Defendant Saari's automobile was garaged, registered, and insured in the Province of Ontario, Canada. Ontario has a guest statute, and if the law of Ontario is to be applied to this case, plaintiff would have to establish gross negligence in order to recover. Minnesota does not have a guest statute, and the rulings of the court would be correct if Minnesota law is to apply.

1. The field of 'conflict of laws' in tort matters has undergone dramatic change in the last decade. Prior to that time, most courts were willing to accept the doctrine of 'lex loci,' which proved to be easy to administer since the happening of an accident in any particular forum established that the law of the place of the accident would apply. Criticism of this entrenched doctrine mounted from all sides. The issue was met head on in Babcock v. Jackson, 12 N.Y.2d 473, 240 N.Y.S.2d 743, 191 N.E.2d 279, 95 A.L.R.2d 1 (1963). There the New York Court of Appeals, in an opinion by Mr. Justice (now Chief Justice) Fuld, held that where plaintiff was a New York resident and commenced a trip in the State of New York with the defendant, a New York resident, and was involved in an accident in Ontario, Canada, plaintiff was entitled to have her claim decided under the law of the State of New York. The legislature of New York had rejected the guest statute, which was the law of Ontario and the law of the place of the accident. The decision was premised on the doctrine that New York had the most significant contacts with the litigants and that consequently New York law should apply. The court further held that the law of Ontario, the place of the accident, should not apply, since Ontario had no significant contact with the litigants.

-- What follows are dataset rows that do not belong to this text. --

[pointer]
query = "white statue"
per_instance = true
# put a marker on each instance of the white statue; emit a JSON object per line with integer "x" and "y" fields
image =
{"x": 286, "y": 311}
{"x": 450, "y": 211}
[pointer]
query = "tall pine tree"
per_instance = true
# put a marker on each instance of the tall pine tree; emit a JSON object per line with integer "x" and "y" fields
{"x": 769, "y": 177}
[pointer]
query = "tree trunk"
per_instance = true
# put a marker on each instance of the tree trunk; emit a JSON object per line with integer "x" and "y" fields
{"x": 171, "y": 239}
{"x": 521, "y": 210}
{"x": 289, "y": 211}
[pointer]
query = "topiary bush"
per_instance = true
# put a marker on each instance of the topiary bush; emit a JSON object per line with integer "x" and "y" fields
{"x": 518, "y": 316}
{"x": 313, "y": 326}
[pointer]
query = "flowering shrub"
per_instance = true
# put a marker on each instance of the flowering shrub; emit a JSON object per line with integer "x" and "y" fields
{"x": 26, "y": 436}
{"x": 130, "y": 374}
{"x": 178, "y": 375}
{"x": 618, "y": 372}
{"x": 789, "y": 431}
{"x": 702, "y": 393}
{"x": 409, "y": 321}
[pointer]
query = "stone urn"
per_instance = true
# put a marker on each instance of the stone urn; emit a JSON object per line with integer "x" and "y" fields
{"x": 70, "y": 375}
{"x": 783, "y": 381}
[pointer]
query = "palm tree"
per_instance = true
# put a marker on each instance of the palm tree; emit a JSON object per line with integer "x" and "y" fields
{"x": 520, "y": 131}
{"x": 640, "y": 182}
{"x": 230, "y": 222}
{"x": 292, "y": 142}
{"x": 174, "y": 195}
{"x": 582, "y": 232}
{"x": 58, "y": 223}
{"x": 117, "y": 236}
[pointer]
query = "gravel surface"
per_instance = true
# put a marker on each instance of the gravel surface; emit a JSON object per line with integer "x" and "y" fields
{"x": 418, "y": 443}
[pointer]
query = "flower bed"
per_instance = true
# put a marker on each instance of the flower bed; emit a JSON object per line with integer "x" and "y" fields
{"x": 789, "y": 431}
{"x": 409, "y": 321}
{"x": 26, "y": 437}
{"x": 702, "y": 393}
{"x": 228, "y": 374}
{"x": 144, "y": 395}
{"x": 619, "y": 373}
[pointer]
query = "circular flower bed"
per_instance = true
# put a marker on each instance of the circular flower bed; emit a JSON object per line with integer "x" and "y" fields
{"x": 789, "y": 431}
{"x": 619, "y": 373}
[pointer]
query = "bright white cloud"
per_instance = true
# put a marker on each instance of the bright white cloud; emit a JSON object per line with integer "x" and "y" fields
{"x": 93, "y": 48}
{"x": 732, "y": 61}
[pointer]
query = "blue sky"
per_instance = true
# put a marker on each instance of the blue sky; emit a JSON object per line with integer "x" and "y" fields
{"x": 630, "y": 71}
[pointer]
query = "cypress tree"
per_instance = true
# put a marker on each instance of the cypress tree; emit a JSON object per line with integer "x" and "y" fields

Application of Babcock to different fact situations has been confusing. The Babcock decision left open the question of the manner of determining each state's interest in a particular situation, and it did not discuss the issues of whether the relationship of the parties is established at the commencement of the trip and whether the relationship continues to be governed by the law of the state in which it was established or changes as state or international lines are crossed. This confusion is best illustrated in Dym v. Gordon, 16 N.Y.2d 120, 262 N.Y.S.2d 463, 209 N.E.2d 792 (1965). In that case, plaintiffs were both New York residents and students in Colorado. They met in Colorado and the plaintiff was injured in an automobile accident in which she alleged the defendant was negligent. New York again had no guest statute, but Colorado did. The New York court in a divided opinion held that the Colorado law was applicable and placed emphasis on the fact that the parties met in Colorado and established their relationship as guest and host in Colorado. This seemed to introduce a new doctrine, namely 'seat of the relationship,' into the law. This doctrine was short-lived and was apparently put to rest in Macey v. Rozbicki, 18 N.Y.2d 289, 274 N.Y.S.2d 591, 221 N.E.2d 380 (1966). In Macey the New York court shifted the emphasis away from the seat of the relationship and seemed to focus more on the common domicile of guest and host as determinative of the applicable law. In a concurring opinion Mr. Justice Keating more forcefully argued that the court 'should no longer follow the decision in Dym v. Gordon (supra).' 18 N.Y.2d 298, 274 N.Y.S.2d 598, 221 N.E.2d 385.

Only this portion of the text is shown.